Trump complains about allies freeloading more rudely than did his predecessors, Schake noted, but the complaint isn't new; maybe he can get somewhere. Similarly, he's hardly the first president to promise in a campaign to help those left behind by trade; maybe he will be the one to do something about it.

"There's a lot of stuff that needs fixing," Schake said. "He's going to break a lot of china, but there are opportunities to do things better."

In practice, experts here such as Richard Epstein hope that means fewer regulations and lower taxes, which they say could spur investment - providing that the positive effects are not swamped by Trump-initiated trade wars or Trumpian interference in market decisions, such as telling companies where and how much to invest.

Overseas, the administration might seek stability via understandings with Russia and China. China could promise fairer access to its market for U.S. firms, less theft of intellectual property, maybe even more direct investment and job creation in the United States.

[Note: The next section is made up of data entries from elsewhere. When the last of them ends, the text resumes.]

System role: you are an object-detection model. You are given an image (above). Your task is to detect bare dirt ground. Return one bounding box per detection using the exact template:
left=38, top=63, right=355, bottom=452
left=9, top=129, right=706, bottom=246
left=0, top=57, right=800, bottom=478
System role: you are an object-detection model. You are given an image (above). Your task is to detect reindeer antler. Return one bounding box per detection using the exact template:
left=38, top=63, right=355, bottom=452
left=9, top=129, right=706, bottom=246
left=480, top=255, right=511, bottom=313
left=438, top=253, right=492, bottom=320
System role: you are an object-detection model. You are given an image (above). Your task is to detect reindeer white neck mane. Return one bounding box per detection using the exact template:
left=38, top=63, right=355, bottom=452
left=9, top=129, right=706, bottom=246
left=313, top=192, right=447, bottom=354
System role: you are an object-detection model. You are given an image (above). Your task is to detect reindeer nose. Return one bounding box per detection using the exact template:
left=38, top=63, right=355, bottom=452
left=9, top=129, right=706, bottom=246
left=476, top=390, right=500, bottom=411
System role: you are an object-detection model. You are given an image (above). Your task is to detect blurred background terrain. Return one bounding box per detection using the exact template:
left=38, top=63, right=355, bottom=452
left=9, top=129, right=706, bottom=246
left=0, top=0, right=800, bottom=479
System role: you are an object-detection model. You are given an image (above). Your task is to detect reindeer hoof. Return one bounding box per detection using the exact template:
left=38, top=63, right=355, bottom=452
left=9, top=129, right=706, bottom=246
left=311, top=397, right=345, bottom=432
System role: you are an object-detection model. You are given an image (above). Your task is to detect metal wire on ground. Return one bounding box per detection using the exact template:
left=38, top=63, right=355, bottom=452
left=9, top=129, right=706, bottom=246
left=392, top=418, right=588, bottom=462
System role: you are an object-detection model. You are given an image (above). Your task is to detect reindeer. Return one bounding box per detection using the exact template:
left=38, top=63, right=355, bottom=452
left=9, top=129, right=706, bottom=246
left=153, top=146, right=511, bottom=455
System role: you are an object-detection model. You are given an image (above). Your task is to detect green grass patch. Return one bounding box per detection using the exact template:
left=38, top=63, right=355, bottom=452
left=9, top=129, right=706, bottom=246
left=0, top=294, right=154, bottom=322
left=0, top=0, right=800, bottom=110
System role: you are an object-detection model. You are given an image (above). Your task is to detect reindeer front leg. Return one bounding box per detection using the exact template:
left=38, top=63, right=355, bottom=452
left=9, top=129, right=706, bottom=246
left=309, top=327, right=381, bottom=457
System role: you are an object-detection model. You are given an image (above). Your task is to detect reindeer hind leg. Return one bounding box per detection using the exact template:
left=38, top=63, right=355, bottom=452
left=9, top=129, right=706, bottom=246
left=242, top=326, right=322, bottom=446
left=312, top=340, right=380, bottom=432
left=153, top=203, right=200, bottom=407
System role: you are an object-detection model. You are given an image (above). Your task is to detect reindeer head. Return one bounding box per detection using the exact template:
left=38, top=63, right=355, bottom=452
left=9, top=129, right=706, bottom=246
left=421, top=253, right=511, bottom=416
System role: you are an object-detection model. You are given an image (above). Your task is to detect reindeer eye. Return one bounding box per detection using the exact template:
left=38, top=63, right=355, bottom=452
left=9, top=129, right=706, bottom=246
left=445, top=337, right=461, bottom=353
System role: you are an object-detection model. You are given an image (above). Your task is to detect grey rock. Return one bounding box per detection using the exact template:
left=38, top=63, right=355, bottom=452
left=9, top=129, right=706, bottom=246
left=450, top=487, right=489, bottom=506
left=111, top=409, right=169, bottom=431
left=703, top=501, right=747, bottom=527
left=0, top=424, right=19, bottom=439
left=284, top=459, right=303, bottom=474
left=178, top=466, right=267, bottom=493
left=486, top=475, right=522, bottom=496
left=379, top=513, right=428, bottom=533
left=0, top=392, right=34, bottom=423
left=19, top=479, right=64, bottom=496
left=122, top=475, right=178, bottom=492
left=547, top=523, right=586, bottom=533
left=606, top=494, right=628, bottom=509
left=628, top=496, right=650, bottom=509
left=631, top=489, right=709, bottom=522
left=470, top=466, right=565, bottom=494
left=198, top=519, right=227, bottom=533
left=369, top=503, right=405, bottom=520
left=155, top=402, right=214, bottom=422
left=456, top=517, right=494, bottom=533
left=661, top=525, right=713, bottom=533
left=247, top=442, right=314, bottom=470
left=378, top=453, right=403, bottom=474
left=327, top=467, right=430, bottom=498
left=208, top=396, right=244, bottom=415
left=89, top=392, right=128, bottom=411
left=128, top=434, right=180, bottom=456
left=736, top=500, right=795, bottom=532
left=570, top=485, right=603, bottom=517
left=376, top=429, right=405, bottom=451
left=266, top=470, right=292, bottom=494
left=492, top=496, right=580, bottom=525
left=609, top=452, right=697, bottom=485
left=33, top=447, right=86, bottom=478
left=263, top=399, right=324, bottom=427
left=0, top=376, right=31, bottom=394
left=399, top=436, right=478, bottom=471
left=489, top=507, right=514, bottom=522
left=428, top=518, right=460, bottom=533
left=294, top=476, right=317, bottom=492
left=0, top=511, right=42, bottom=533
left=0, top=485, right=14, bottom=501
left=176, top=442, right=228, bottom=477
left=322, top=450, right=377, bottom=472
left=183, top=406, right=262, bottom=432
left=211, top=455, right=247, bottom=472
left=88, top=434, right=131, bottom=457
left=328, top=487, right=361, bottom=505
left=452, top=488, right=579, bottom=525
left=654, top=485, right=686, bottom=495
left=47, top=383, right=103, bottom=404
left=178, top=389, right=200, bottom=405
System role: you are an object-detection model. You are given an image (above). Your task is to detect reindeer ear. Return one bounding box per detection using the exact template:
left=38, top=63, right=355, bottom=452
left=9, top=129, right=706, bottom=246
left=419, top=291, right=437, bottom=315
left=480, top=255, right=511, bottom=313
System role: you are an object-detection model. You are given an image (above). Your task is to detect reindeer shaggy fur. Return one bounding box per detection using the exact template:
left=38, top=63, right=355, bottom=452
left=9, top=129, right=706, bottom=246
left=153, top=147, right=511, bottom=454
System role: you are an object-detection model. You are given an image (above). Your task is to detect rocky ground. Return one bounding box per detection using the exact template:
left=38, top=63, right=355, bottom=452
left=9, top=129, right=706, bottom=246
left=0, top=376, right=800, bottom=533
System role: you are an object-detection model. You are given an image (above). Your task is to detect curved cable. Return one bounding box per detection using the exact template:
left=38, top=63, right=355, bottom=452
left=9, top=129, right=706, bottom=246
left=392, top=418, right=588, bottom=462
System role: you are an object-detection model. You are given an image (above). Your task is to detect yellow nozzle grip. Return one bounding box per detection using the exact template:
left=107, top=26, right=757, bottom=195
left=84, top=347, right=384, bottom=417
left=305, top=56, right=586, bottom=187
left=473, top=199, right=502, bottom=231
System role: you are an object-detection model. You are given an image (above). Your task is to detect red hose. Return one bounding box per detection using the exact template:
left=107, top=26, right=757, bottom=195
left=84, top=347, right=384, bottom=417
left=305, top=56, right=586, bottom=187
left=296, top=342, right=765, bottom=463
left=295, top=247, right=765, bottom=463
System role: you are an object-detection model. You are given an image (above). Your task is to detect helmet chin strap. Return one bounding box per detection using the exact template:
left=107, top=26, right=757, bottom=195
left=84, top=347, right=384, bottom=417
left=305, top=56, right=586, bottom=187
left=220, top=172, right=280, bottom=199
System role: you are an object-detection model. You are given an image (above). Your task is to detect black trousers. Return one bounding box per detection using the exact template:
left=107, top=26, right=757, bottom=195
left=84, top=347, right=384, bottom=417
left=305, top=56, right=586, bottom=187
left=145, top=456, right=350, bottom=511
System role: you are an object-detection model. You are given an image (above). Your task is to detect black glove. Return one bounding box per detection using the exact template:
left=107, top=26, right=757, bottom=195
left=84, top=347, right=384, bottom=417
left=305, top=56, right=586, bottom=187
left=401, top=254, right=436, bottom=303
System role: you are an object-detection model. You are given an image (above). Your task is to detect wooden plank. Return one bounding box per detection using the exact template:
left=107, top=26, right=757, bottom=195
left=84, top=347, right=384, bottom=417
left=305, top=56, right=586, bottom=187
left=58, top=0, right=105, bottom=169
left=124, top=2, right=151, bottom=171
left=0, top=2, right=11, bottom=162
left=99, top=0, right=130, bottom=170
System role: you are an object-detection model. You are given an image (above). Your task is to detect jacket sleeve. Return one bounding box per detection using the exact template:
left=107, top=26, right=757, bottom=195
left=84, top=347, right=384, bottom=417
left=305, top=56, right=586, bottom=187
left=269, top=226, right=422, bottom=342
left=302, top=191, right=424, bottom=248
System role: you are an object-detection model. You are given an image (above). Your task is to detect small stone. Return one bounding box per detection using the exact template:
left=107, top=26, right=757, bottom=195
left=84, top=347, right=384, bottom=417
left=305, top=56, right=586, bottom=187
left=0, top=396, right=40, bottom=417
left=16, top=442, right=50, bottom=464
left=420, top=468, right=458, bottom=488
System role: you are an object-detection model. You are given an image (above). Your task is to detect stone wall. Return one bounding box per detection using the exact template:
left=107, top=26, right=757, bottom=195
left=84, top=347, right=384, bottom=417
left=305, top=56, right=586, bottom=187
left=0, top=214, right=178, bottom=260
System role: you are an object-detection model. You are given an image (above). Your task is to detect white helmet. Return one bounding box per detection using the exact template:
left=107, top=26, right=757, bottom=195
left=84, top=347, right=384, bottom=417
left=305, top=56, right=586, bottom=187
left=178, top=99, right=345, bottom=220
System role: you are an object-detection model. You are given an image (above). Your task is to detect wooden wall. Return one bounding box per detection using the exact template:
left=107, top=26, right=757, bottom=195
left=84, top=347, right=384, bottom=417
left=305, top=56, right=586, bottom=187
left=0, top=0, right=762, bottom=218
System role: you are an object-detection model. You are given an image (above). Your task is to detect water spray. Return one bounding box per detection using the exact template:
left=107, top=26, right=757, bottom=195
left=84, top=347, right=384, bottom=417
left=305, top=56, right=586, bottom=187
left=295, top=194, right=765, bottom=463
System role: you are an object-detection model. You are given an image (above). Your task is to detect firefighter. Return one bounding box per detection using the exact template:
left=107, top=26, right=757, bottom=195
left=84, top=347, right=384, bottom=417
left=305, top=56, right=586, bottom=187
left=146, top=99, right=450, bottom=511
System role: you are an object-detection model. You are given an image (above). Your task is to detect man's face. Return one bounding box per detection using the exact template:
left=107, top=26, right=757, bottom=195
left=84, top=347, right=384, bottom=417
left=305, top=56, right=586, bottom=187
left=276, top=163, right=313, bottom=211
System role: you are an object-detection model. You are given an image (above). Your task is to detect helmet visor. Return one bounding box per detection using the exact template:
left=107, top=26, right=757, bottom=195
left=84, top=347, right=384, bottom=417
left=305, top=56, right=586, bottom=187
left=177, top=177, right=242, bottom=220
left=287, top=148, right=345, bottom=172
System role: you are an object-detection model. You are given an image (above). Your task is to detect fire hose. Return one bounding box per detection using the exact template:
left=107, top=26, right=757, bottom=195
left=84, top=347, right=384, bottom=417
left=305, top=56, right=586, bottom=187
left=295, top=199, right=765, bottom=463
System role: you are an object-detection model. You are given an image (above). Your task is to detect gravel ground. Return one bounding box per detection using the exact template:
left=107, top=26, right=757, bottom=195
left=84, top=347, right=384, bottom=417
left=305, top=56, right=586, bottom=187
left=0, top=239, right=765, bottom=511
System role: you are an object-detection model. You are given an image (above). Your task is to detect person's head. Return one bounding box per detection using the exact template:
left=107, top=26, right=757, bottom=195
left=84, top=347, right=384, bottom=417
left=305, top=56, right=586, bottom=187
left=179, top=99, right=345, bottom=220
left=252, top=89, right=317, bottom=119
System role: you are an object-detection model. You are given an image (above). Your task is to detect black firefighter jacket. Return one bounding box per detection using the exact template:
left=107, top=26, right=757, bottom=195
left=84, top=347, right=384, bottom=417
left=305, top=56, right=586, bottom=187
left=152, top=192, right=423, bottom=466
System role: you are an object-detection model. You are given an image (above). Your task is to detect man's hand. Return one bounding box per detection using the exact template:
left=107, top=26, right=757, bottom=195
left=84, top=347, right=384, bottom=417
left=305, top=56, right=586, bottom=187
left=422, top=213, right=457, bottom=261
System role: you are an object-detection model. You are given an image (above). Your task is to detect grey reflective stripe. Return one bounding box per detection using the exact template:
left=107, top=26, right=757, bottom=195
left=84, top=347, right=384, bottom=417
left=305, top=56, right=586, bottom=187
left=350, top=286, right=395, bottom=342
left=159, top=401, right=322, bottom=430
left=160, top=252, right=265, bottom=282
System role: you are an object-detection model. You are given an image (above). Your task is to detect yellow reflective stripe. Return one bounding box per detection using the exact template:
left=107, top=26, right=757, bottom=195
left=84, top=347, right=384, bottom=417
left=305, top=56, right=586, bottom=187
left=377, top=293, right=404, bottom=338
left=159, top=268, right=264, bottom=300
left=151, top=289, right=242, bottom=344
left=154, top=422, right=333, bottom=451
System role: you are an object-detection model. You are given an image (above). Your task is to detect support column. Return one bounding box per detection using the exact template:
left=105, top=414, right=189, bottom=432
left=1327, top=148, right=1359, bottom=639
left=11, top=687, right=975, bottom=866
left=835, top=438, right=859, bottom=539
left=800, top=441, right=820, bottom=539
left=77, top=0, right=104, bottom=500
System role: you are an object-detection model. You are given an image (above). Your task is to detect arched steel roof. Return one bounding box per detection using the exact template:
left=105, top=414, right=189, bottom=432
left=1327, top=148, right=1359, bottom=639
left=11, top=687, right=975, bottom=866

What would Trump give in return? Certainly an end to the annoying-to-China US habit of talking about human rights and democracy. Smaller countries in the Pacific worry that he might give up a lot more.

"I think we are at risk of the president making a large number of high-octane bad deals," Schake said. But setting "rules of the road for big-power behavior" has been a positive in past years and could be so again, she said.

Similarly, Russia might promise to withdraw gradually from eastern Ukraine, in return for a reduction of sanctions and America's recognition that Ukraine would never be in NATO or America's sphere of influence. Whether Russian President Vladimir Putin would honor such a promise is another question.

In any case, you can see something like a best-case scenario taking place. I should make clear: I don't mean best-case in the sense of good policy. Personally I would not favor reducing regulations that, for example, protect stream beds in coal country. I don't think it's responsible to postpone entitlement reform, as Trump vows to do. Nor do I think that a values-free foreign policy is likely to be sustainable in the long term.

But you could imagine all of this translating into a reasonable short-term value proposition to voters three years from now: economic growth without too much inflation (for the moment), global stability, lower taxes.

The question is whether the administration has the discipline and finesse to pull off these difficult balancing acts. Was the lost opportunity of the first 20 days based on a strategic decision to double down on us-vs.-them, or on whim and resentment? And if the latter, will it become a learning opportunity?

"It will all come down to whether people feel like things are getting better for them," said Stanford political scientist Morris Fiorina. "He could blunder into a successful presidency. It could also be a disaster."

* Fred Hiatt is the editorial page editor of The Post.